The indicator, a strong pointer for the economic growth prediction for the next six to 12 months, suggested growth might surpass expectations this year, providing some comfort to Finance Minister Malusi Gigaba, expected to walk the tightest fiscal rope in nearly a decade.

Sarb said five of the nine indicator sub-components increased, including building plans passed, the US dollar-based commodity price index, money supply, the volume of orders in manufacturing new passenger vehicle sales and job advertisements.

Annabel Bishop, the chief economist at Investec, said data showed that gross domestic product (GDP) growth could rise above 2percent in the second quarter.

“The positive relationship between business confidence, fixed investment and GDP growth means that South Africa is likely to experience faster economic growth in 2018 than in 2017. President Ramaphosa recognises this relationship,” Bishop said.

The data came as cold comfort to Gigaba, who is expected to plug the R50.8billion revenue shortfall. Gigaba’s Budget is expected to shed light on Ramaphosa’s fiscal path for the country.
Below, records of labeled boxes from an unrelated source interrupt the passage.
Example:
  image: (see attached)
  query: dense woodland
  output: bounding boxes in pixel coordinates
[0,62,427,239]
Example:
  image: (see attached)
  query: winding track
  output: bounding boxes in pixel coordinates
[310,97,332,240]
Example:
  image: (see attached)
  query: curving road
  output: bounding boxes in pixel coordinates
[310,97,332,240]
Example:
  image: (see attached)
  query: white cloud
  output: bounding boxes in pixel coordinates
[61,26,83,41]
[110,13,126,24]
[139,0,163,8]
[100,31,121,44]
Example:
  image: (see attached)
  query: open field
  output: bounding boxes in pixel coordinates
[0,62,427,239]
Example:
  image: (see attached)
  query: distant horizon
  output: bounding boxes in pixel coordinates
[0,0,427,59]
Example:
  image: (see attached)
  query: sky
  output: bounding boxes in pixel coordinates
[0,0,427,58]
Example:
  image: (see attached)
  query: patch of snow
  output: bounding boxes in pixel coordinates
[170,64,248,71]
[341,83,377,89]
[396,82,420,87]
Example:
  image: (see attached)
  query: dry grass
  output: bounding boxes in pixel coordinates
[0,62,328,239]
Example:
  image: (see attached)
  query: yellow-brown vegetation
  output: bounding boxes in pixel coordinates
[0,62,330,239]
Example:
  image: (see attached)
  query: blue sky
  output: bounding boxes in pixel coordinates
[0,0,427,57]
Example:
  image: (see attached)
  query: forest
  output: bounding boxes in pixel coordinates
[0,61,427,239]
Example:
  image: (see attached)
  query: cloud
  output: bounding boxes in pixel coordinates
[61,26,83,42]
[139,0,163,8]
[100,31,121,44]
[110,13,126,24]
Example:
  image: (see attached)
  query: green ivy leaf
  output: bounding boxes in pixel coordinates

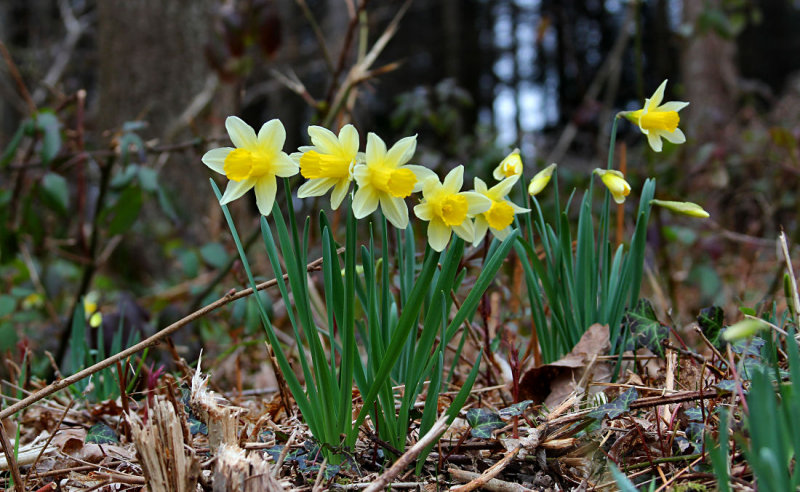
[697,306,725,348]
[42,173,69,214]
[589,388,639,420]
[500,400,533,417]
[108,186,142,236]
[35,109,61,164]
[622,299,669,357]
[467,408,506,439]
[85,423,119,444]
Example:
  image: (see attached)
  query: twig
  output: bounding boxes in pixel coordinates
[0,417,25,492]
[365,415,450,492]
[447,468,532,492]
[0,252,332,419]
[452,444,522,492]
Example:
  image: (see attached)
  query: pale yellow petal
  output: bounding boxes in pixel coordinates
[225,116,258,149]
[253,174,278,216]
[258,119,286,154]
[386,135,417,167]
[202,147,233,174]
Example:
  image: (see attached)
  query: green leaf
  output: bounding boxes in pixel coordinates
[200,243,228,268]
[467,408,506,439]
[500,400,533,417]
[42,173,69,213]
[697,306,725,348]
[108,186,142,236]
[0,295,17,318]
[85,423,119,444]
[35,110,61,164]
[622,299,669,357]
[589,388,639,420]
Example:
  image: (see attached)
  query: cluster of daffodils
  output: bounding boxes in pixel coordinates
[203,116,555,251]
[203,80,708,251]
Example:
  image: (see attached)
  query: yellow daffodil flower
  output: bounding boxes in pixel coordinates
[203,116,298,215]
[414,166,494,251]
[528,163,557,196]
[594,169,631,203]
[650,200,710,219]
[473,176,530,246]
[292,125,358,210]
[492,149,522,181]
[353,133,435,229]
[623,80,689,152]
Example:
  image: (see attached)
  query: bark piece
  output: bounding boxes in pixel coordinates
[128,399,200,492]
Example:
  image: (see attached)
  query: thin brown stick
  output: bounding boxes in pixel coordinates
[0,249,332,419]
[0,419,25,492]
[365,415,450,492]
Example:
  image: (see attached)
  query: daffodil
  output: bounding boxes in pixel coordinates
[353,133,435,229]
[528,163,557,196]
[414,166,490,251]
[492,149,522,181]
[623,80,689,152]
[293,125,358,210]
[594,169,631,203]
[473,176,530,245]
[650,200,710,219]
[203,116,298,215]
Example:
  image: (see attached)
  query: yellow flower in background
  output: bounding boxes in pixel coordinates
[492,149,522,181]
[203,116,298,215]
[353,133,435,229]
[414,166,490,251]
[292,125,358,210]
[650,200,711,219]
[594,169,631,203]
[623,80,689,152]
[473,176,530,245]
[528,162,557,196]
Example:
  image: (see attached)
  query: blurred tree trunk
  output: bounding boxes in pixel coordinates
[682,0,738,143]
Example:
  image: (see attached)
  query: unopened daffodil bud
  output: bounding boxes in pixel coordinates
[528,163,557,196]
[492,149,522,181]
[594,169,631,203]
[650,200,710,219]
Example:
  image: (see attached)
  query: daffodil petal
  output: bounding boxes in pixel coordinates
[225,116,258,149]
[308,126,339,154]
[353,187,378,219]
[459,191,492,215]
[258,119,286,153]
[659,128,686,143]
[428,220,450,251]
[366,133,386,166]
[219,178,256,205]
[202,147,233,174]
[331,179,350,210]
[297,178,337,198]
[442,165,464,193]
[253,174,278,216]
[339,125,359,155]
[647,132,662,152]
[414,202,433,220]
[380,195,408,229]
[657,101,689,113]
[453,220,475,243]
[272,152,300,178]
[386,135,417,165]
[645,79,667,108]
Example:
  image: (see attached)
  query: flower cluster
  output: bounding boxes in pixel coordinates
[202,116,555,251]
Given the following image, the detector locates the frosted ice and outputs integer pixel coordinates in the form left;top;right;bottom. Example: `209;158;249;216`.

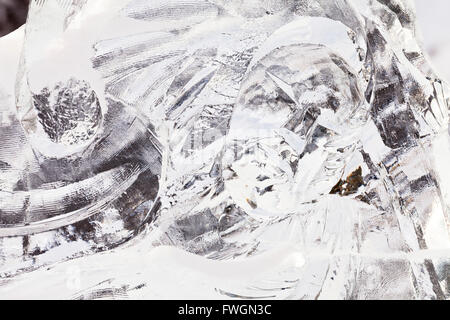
0;0;450;299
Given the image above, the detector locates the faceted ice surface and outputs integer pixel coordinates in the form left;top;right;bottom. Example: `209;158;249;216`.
0;0;450;299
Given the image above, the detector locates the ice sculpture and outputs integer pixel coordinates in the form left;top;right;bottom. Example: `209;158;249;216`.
0;0;450;299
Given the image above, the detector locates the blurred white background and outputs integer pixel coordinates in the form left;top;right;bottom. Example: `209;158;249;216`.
415;0;450;82
0;0;450;82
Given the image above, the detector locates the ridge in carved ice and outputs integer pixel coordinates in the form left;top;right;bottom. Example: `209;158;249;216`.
0;0;450;299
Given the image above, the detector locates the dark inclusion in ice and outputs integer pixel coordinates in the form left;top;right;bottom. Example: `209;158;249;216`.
33;78;102;145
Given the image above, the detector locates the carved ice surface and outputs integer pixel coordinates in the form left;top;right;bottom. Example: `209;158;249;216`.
0;0;450;299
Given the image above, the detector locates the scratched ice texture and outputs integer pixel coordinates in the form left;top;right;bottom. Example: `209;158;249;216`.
0;0;450;299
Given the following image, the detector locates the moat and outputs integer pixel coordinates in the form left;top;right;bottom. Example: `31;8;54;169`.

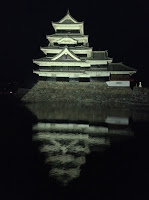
1;97;149;200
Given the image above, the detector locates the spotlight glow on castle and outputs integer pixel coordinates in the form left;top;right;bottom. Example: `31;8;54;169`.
33;11;136;86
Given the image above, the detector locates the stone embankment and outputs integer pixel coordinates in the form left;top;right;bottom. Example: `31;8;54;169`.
22;81;149;105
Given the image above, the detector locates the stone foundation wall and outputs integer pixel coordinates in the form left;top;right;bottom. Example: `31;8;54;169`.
22;81;149;105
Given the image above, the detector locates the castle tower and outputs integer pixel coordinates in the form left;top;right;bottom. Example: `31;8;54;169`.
33;11;136;86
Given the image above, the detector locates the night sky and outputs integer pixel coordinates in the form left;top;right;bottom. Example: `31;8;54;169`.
0;0;149;85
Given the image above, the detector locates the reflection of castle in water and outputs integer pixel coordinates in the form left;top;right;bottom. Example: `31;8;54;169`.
33;104;133;185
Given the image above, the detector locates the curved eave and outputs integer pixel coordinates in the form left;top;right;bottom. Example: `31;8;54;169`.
33;60;90;67
52;21;84;26
108;70;137;75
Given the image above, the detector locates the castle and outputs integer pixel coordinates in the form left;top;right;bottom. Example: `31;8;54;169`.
33;11;136;87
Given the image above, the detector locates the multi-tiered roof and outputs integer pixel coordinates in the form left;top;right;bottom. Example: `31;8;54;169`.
33;11;136;83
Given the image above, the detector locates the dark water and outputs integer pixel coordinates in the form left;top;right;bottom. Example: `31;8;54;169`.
0;101;149;200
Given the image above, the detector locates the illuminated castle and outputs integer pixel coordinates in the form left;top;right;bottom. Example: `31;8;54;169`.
33;11;136;86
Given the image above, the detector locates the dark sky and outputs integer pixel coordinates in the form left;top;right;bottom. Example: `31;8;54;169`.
0;0;149;84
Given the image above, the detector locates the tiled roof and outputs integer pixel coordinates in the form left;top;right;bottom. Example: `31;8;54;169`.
47;33;88;38
108;63;136;71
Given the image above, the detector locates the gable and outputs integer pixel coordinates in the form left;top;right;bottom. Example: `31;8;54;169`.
57;37;77;44
51;48;81;61
59;12;78;24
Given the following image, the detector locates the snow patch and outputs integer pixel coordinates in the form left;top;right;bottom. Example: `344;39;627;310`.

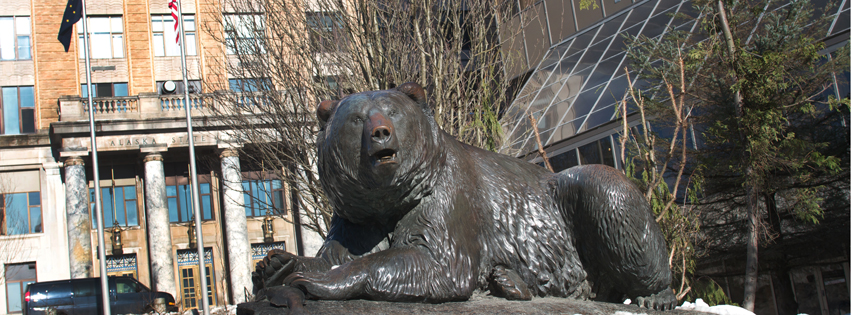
677;299;755;315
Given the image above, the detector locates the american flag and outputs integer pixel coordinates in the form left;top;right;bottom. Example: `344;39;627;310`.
168;0;180;45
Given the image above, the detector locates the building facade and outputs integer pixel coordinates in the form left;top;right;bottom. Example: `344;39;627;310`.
0;0;303;313
500;0;851;315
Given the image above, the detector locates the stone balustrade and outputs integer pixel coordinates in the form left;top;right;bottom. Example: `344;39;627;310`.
59;93;212;121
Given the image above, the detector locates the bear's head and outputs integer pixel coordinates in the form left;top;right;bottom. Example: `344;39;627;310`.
316;82;445;224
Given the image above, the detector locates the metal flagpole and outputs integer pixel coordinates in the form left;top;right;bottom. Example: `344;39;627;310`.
172;0;210;315
81;0;112;315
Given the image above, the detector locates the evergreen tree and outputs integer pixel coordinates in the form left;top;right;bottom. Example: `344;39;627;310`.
630;0;849;312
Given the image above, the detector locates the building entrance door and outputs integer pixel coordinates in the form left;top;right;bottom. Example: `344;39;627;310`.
177;248;216;309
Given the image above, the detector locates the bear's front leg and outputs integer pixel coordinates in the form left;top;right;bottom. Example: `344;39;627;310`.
284;246;476;303
251;241;354;294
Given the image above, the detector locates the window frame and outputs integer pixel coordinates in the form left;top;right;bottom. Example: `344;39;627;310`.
76;15;127;59
3;262;38;314
89;184;141;227
241;171;289;218
223;12;267;55
165;174;216;224
0;85;38;135
151;14;198;57
0;191;44;236
0;15;33;61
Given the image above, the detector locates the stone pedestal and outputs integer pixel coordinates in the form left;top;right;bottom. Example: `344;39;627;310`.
221;149;253;304
65;156;93;279
145;152;178;297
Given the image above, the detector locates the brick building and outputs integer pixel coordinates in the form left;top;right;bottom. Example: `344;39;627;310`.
0;0;315;313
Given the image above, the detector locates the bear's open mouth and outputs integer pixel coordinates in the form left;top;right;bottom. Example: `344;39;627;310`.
372;149;396;165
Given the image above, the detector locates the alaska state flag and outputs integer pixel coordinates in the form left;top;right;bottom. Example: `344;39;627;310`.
57;0;83;52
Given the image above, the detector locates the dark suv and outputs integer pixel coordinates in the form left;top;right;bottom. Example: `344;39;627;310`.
24;276;177;315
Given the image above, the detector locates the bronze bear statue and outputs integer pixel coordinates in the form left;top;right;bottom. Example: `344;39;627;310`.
252;83;676;310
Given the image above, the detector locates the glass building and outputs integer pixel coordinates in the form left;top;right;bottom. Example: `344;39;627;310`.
500;0;849;171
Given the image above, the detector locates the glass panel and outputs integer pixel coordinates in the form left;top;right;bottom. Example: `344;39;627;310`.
89;33;112;59
21;108;35;133
623;3;653;28
125;200;139;226
18;35;32;59
201;196;213;220
0;17;15;60
177;185;192;221
154;34;165;57
168;198;180;222
100;187;115;226
550;149;579;172
600;137;615;167
183;15;195;32
112;35;124;58
2;87;21;135
641;13;671;38
186;33;198;56
582;105;615;129
112;83;127;96
15;16;30;35
151;15;163;32
6;193;30;235
567;28;597;56
30;207;43;233
594;12;626;42
579;141;603;165
19;86;35;108
115;187;127;226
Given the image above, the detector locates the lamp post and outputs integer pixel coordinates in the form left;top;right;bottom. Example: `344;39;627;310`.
263;215;275;243
112;221;124;256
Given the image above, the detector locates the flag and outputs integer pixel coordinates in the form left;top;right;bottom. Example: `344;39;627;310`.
57;0;83;52
168;0;180;45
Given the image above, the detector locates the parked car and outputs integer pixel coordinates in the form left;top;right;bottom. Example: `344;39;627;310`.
23;276;177;315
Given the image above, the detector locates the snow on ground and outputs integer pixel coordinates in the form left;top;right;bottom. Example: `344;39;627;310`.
677;299;754;315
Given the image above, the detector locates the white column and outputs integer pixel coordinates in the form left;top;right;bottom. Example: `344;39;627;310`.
145;152;178;298
221;149;253;304
65;156;94;279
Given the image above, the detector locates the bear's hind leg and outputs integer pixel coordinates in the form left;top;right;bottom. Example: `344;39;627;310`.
488;265;532;301
554;165;676;309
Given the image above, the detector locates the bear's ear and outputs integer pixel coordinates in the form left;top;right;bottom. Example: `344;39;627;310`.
316;101;340;126
396;82;429;111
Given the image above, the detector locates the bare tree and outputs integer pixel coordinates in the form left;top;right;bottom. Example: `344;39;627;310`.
202;0;510;242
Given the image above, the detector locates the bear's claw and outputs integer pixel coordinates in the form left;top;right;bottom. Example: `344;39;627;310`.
490;266;532;301
632;288;677;311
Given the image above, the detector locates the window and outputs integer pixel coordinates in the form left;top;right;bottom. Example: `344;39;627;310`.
80;83;127;97
151;14;198;57
0;86;35;135
0;16;32;60
106;254;136;279
165;183;213;223
89;185;139;226
177;248;216;309
4;262;36;313
225;14;266;55
305;12;348;52
0;191;42;235
228;79;272;93
157;80;201;95
77;16;124;59
242;173;287;217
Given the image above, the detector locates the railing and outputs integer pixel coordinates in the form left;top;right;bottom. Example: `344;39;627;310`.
81;96;139;115
59;91;287;121
160;94;210;112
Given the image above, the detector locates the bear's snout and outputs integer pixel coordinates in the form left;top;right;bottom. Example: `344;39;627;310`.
366;112;393;146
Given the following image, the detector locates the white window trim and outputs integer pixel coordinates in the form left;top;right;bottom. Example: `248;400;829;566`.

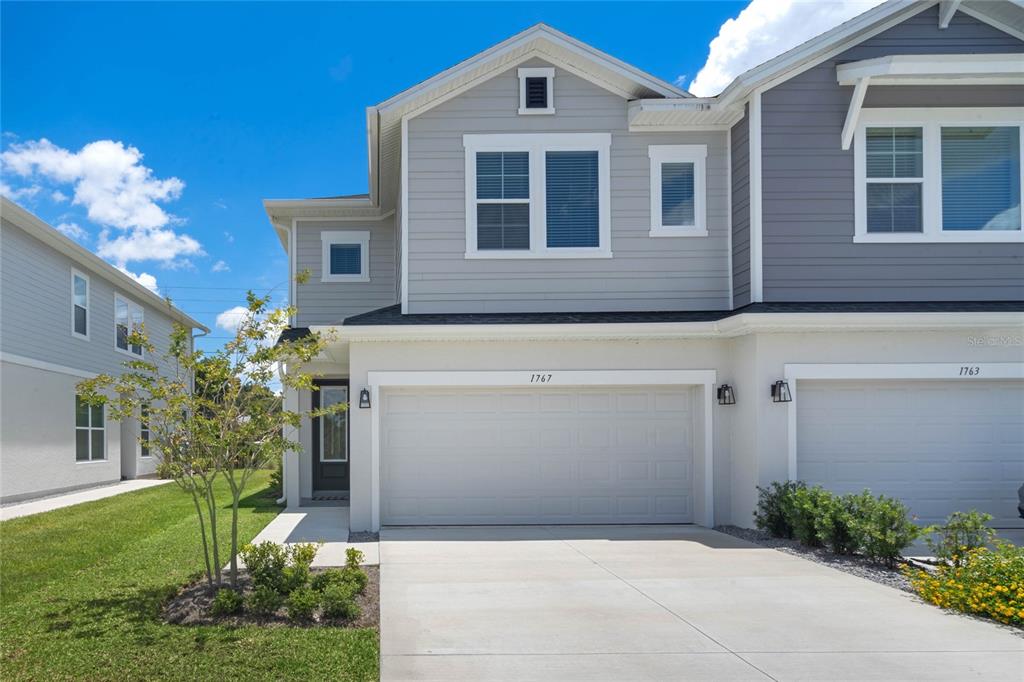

Fitch Ratings said the Budget would be an indicator of financing new policies, including free tertiary education for a large share of the population to be introduced this year, and in the medium-term, the planned National Health Insurance.

The agency said that the country’s investments grade status recovery depended on reform of its fiscal policy, public sector reform and the willingness of the South African population to take the pain to achieve it.

FNB chief economist Mamello Matikinca said she expected wide-ranging tax increases as the government seeks to stabilise debt.

“In our view, a one percentage point increase in the Value-Added Tax (VAT) rate can no longer be avoided. We calculate than an increase to 15percent could generate as much as R24bn per annum, which would account for the bulk of the heavy lifting,” Matikinca said.

Analysts said that the National Treasury was expected to hike VAT from the current 14percent to stabilise government debt and fend off rating downgrades.

Investec Asset Management co-head of fixed income Nazmeera Moola said South Africa needed at least R45bn to stabilise the fiscal outlook. “With free tertiary education weighing on the fiscus, it would be difficult to achieve the R31bn in expenditure cuts that were planned. At most R15bn is likely. Therefore, tax hikes of around R30bn are needed,” Moola said.

Grow economy

On Friday, Ramaphosa said that his administration would “act decisively” to restore good governance at state-owned enterprises (SOEs) to grow the economy.

Government guarantees and exposure to SOEs pose a significant risk to South Africa’s fiscal position. The exposure increased from R174.6bn in 2015/16 to R218.2bn in 2016/17.

PwC chief economist Lullu Krugel said the Budget had to set in motion tangible plans to achieve Ramaphosa’s ideal of restoring SOEs as drivers of economic growth.

“The finance minister must navigate an intricate balancing act between bailing out SOEs and dealing with credit agencies threatening more rating downgrades. Ideally, SOEs should not require recurring cash injection from the state,” Krugel said.